Efficient way to dedupe large list of arrays

Efficient way to dedupe large list of arrays - javascript

I have a very large array of arrays (on the order of 960,799 entries or possibly much larger). I need to process it into a new array such that:
Each sub-array contains no duplicates.
The main array contains no duplicate sub-arrays.
The problem is that "duplicate sub-arrays" must include arrays with the same values in a different order.

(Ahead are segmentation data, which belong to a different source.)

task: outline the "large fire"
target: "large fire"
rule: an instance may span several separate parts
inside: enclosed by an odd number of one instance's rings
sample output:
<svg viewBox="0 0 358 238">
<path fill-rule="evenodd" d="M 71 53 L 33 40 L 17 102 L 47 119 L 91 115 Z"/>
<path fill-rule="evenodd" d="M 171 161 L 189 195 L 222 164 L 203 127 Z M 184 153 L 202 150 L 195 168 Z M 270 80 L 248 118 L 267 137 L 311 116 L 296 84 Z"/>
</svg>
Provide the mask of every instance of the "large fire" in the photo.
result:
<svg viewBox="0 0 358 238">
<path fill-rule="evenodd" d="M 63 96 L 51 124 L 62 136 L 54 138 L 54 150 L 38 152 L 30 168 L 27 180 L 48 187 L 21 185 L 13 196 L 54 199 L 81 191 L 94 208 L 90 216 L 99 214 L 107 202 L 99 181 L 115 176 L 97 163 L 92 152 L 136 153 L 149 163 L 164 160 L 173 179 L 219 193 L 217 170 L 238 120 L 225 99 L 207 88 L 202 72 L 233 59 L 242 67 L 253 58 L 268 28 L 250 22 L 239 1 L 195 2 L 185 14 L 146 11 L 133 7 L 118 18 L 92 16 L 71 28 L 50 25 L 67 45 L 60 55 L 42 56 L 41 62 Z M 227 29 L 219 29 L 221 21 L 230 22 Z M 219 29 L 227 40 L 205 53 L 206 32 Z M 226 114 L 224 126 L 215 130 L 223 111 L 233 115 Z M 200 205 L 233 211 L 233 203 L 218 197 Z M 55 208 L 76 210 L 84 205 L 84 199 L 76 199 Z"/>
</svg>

In other words, if I had these sub-arrays:
[[1,2,3], [1,2,3], [3,1,2]]
They would all be considered duplicates and only one would be kept (any of them, it doesn't matter; I've been just keeping the first one; it's also fine if the order of the selected sub-array doesn't actually match, i.e. if the order of elements in the sub-array changes during processing).
My attempted solution has been to map all the sub-arrays into strings based on de-duping the sub-array, sorting it, and joining it with a delimiter. Then I de-dupe that final array, then map them back to arrays with a split. It works, but the process is extremely slow. It takes over 30 seconds for a single pass, and since the array I end up processing can grow exponentially larger, this is not acceptable. I need a more efficient algorithm.
Here's the code I'm using now that's slow (ret is the input array):
const stringList = ret.map(list => {
return [...new Set(list)].sort().join('|');
});
const hashSet = new Set(stringList);
const output = [...hashSet].map(str => str.split('|'));
Can anyone help me get the same result more efficiently? Thanks.
EDIT
To elaborate, I'm getting these massive input arrays by calculating what is essentially the power set of some input of strings. This is the code; if it's possible to stop it from producing duplicate entries in the first place, that would work well, too, I think:
// Calculate the Cartesian product of set s
function cart(s) {
return s.reduce((acc, val) => {
return acc.map((x, i) => {
return val.map(y => {
return x.concat([y]);
});
}).flat();
}, [[]]);
}
// Use the Cartesian product to calculate the power set of set s
function pset(s) {
let ret = [];
for (let i = 0; i < s.length; ++i) {
const temp = [];
for (let j = 0; j <= i; ++j) {
temp.push([].concat(s));
}
ret = ret.concat(cart(temp));
}
return ret;
}

You could generate the power set without duplicates.
function pset(array) {
function iter(index, temp) {
if (index >= array.length) {
temp.length && result.push(temp);
return;
}
iter(index + 1, temp.concat(array[index]));
iter(index + 1, temp);
}
var result = [];
iter(0, []);
return result;
}
console.log(pset(['a', 'b', 'c']));
.as-console-wrapper { max-height: 100% !important; top: 0; }

Given that I'm not able to perform a benchmark with real data, I can't verify how much faster this approach is for your use case, but by using basic for loops and avoiding functional code as much as conveniently possible, I've come up with the following:
const ret = [[1, 2, 3], [1, 2, 3], [3, 1, 2], [1, 4, 5], [4, 1, 5]];
function ascending (a, b) {
// works for strings and numbers
return -(a < b) || +(a > b);
}
function ascending2d (a, b) {
const aLength = a.length;
const bLength = b.length;
const length = Math.min(aLength, bLength);
for (let i = 0; i < length; ++i) {
const difference = ascending(a[i], b[i]);
if (difference !== 0) return difference;
}
return aLength - bLength;
}
for (let i = 0; i < ret.length; ++i) {
ret[i].sort(ascending);
}
ret.sort(ascending2d);
const output = [ret[0]];
for (let i = 1; i < ret.length; ++i) {
const value = ret[i];
if (ascending2d(ret[i - 1], value) !== 0) output.push(value);
}
console.log(output);
Let me know if this is an improvement over your current approach. You can always improve performance further by profiling your code and looking for bottlenecks that can be re-written.
Performance Benchmark
I've published a benchmark using the test data in my example here, comparing your original solution, my solution, and Andrew's solution. I couldn't include Nina's for comparison because hers doesn't perform deduplication on ret, instead it modifies the generation of ret.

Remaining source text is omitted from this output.